On day five of the 2018 Prajnya 16 Days Campaign against Gender Violence, we took the documentary movie on Shahjehan Apa to Stella Maris College for Women. Our intention was to engage the students in a conversation around dowry. The 29th of November which also happens to be the International Women Human Rights Defenders Day was the perfect occasion to recognise Shahjehan Apa's contribution to the anti-dowry laws of India and the women's movement.

Around 30 girls from Stella's Damini Club had signed up for the screening and discussion. Most of these girls were from the sociology and arts department. The 88 minutes long movie is an interaction of the interviewer with Shahjehan Apa in different settings - home, office, community. We learn about Shahjehan Apa's early life, how she witnessed her daughter's death - a dowry death which propelled Shahjehan Apa to step out of her house and fight for the rights of women. The movie also sheds light on Shahjehan Apa's non-profit organisation Shakti Shalini and its work as a shelter home for survivors of domestic violence.

An informal discussion was moderated post the movie. The discussion was started with a fairly simple question of what they thought about the movie. Soon the girls shared their awe of Shahjehan Apa's life story and her achievements, especially coming from a conservative background and fighting for better laws for women across the country. The girls then proceeded to talk about dowry in present times - the contemporary dowry. The girls listed down the manifestations of the present day dowry; in forms of lavish weddings, expensive gifts, passive demands and more. Professor Millie Nihila, too, joined the discussion and added an interesting point, " The bride's family are scared that if the groom's family don't take dowry then they might ill-treat their daughter".
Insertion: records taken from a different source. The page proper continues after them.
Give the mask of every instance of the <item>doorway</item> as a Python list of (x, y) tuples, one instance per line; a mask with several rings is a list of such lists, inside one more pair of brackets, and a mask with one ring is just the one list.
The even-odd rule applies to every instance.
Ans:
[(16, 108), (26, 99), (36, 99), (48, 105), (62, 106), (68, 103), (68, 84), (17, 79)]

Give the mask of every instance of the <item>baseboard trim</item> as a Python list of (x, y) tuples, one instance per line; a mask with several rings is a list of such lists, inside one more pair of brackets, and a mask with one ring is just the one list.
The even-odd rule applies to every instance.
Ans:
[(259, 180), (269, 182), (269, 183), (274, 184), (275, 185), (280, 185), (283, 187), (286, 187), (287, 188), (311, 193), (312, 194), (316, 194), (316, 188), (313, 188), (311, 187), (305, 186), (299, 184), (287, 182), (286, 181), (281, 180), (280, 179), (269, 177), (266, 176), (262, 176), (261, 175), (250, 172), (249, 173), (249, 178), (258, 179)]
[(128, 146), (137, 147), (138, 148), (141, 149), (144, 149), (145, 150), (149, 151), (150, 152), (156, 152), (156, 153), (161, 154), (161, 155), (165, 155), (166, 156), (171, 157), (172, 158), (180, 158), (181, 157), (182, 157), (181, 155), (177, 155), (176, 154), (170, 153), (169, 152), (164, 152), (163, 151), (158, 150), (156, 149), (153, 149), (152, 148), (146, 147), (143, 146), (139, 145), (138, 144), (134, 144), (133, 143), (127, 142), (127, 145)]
A few girls voiced their feelings about how such lavish weddings and certain customs make them feel as if they are not enough. One of the students mentioned that while she tried to have a discussion about this with her mother, she couldn't broach the subject with her.

The discussion ended with the group acknowledging the need to realise the normalisation of dowry in our current society, and the need to hold these conversations with their family.